As a child, I dreamed of becoming a professional soccer player.
Captain of my team at the Stade de Reims, representative of my high school junior class, preoccupied by the problems of my parent’s small champagne-production business…
A brain tumor lays to waste all my plans shortly before I turn 15.
I leave my humble village and boarding school for Paris and a specialized institute. After two years I ask to return to my high school in Reims to graduate.
I am not yet fully aware of what is happening, but I’m already becoming the captain of my own destiny and no longer a mere victim of circumstance.
At the same time, my brother’s drug addiction invites me to look beyond appearances and try to understand what is inconceivable to some people.
Allegedly, my brother had “every reason to be happy,” so how could he descend into drug addiction? I try, not without difficulty, to see him as the whole person he is with precious skills, and not reduce him to “an addict”—most of people perceiving him as marginal and delinquent.
People, sometimes even those closest to me, tell me, “You didn’t choose what happened to you, while your brother did.” I wonder, though, deep down, is it really possible to pigeonhole our difficulties? Why try to classify our hardships and catalogue people—lock them up in boxes?
Traveling down the classic road of grief and resilience (denial, aggressiveness, valley of tears, acceptance), I gradually discover my entrepreneurial core.
My experience and life challenges make me aware at an early age that a single decision can change your life forever.
Then, emboldened by a marketing teacher in the United States who considers mistakes integral to learning, and an entrepreneurship course at ESSEC in Paris, I started my first business at 23, (Visual Friendly: 15 employees), followed five years later by my second (Easylife Consulting).
In 2010, I and Guillaume Buffet launched JCPMY; an audio-visual production company offering a humorous take on diversity in a web series (75 episodes) broadcast by a number of companies, on the French TV channel W9 and viewed over 2 million times on the Web.
Teamwork and optimizing individuals’ talents to make the team the best it can be.
What I’m obsessed with?
Never let a situation fester. In my opinion, our difficulties arise above all from our lack of judgement and not making decisions.
I welcome it and use it rather than shun it… exactly like when six months after the creation of my first company, my neurologist tells me my tumour has grown back and it will have to be treated within six months…
Smack in the middle of a €2 million fundraising campaign, what do we do and say? To whom?

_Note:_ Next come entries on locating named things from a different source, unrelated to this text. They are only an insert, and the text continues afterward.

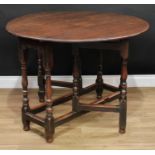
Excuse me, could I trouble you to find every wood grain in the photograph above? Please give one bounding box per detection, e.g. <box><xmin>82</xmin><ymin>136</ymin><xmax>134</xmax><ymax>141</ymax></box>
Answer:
<box><xmin>6</xmin><ymin>11</ymin><xmax>149</xmax><ymax>42</ymax></box>
<box><xmin>0</xmin><ymin>88</ymin><xmax>155</xmax><ymax>150</ymax></box>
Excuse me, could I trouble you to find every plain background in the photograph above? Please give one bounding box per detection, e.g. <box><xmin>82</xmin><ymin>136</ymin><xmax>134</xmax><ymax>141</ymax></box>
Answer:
<box><xmin>0</xmin><ymin>4</ymin><xmax>155</xmax><ymax>76</ymax></box>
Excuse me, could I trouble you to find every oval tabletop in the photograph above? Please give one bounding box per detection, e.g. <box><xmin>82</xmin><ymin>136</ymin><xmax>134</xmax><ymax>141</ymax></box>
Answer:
<box><xmin>6</xmin><ymin>12</ymin><xmax>149</xmax><ymax>42</ymax></box>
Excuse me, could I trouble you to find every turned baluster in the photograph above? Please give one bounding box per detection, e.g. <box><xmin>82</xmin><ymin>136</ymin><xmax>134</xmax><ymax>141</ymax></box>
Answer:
<box><xmin>96</xmin><ymin>51</ymin><xmax>103</xmax><ymax>99</ymax></box>
<box><xmin>44</xmin><ymin>46</ymin><xmax>55</xmax><ymax>143</ymax></box>
<box><xmin>119</xmin><ymin>42</ymin><xmax>128</xmax><ymax>133</ymax></box>
<box><xmin>38</xmin><ymin>48</ymin><xmax>45</xmax><ymax>102</ymax></box>
<box><xmin>72</xmin><ymin>47</ymin><xmax>80</xmax><ymax>111</ymax></box>
<box><xmin>19</xmin><ymin>45</ymin><xmax>30</xmax><ymax>131</ymax></box>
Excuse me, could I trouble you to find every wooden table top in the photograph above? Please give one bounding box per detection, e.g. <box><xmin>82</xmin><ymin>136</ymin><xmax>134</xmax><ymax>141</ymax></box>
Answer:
<box><xmin>6</xmin><ymin>11</ymin><xmax>149</xmax><ymax>42</ymax></box>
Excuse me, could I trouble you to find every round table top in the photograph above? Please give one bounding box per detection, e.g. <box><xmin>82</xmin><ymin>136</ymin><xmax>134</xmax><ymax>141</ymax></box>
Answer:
<box><xmin>6</xmin><ymin>11</ymin><xmax>149</xmax><ymax>42</ymax></box>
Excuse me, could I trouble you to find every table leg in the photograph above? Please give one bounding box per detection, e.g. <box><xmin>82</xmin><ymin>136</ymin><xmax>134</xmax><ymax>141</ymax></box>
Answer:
<box><xmin>119</xmin><ymin>42</ymin><xmax>128</xmax><ymax>133</ymax></box>
<box><xmin>37</xmin><ymin>48</ymin><xmax>45</xmax><ymax>102</ymax></box>
<box><xmin>72</xmin><ymin>47</ymin><xmax>80</xmax><ymax>112</ymax></box>
<box><xmin>19</xmin><ymin>45</ymin><xmax>30</xmax><ymax>131</ymax></box>
<box><xmin>96</xmin><ymin>51</ymin><xmax>103</xmax><ymax>99</ymax></box>
<box><xmin>77</xmin><ymin>53</ymin><xmax>82</xmax><ymax>91</ymax></box>
<box><xmin>43</xmin><ymin>46</ymin><xmax>55</xmax><ymax>143</ymax></box>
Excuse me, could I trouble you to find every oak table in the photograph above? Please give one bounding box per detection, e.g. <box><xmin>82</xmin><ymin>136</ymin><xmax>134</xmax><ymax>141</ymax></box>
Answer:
<box><xmin>6</xmin><ymin>11</ymin><xmax>149</xmax><ymax>142</ymax></box>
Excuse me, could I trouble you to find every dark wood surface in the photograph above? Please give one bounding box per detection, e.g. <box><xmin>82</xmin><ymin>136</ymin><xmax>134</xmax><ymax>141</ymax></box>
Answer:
<box><xmin>6</xmin><ymin>11</ymin><xmax>149</xmax><ymax>42</ymax></box>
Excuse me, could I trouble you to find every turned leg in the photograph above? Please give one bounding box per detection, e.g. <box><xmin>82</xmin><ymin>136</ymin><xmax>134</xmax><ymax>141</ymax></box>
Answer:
<box><xmin>119</xmin><ymin>42</ymin><xmax>128</xmax><ymax>133</ymax></box>
<box><xmin>38</xmin><ymin>48</ymin><xmax>45</xmax><ymax>102</ymax></box>
<box><xmin>72</xmin><ymin>47</ymin><xmax>80</xmax><ymax>111</ymax></box>
<box><xmin>44</xmin><ymin>46</ymin><xmax>54</xmax><ymax>143</ymax></box>
<box><xmin>19</xmin><ymin>45</ymin><xmax>30</xmax><ymax>131</ymax></box>
<box><xmin>96</xmin><ymin>51</ymin><xmax>103</xmax><ymax>99</ymax></box>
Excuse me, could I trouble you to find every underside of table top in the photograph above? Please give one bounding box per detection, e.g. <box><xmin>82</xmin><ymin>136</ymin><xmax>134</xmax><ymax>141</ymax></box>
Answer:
<box><xmin>6</xmin><ymin>11</ymin><xmax>149</xmax><ymax>43</ymax></box>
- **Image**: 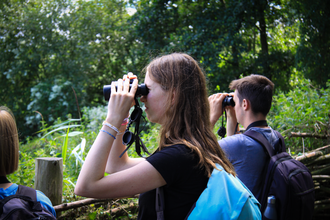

How do we not crush the initiative and continue to manage the company?
What makes me original?
An unconventional outlook opens up leads and detects opportunities where no one else may see them. A certain propensity to “find something positive in the negative”as my mother used to advise before dying on Christmas Eve in 2005.
As an entrepreneur and a graduate of Science-Po and the ESSEC business school, I am a man of commitment and action. I and Xavier Monmarché created a course at Science-Po called “Être entrepreneur aujourd’hui” (Today’s Entrepreneur). In 2014, I became treasurer of the think tank Renaissance Numérique (Digital Renaissance), rallying key academics and leaders of the French Internet to reflect on the transformation of society in the digital era.
Co-author with Patrick Blanchet of the book Entreprendre avec sa différence (The Uncommon Entrepreneur), I now give conferences professionally.
In my conferences, I share my life’s most meaningful teachings and highlight thoughtfully how others can apply them in their own daily life and work.
I invite my audiences to become more conscious by cultivating
the values —respect, commitment, listening, intuition— that lead to effective action, and to realize that each of us possesses a precious asset: the power
to make decisions.
I offer a fresh, unique and spontaneous perspective on collective and personal behaviors in business and how to transform them to improve efficiency.
My career path exemplifies that “alone we may go faster, but together we go higher!”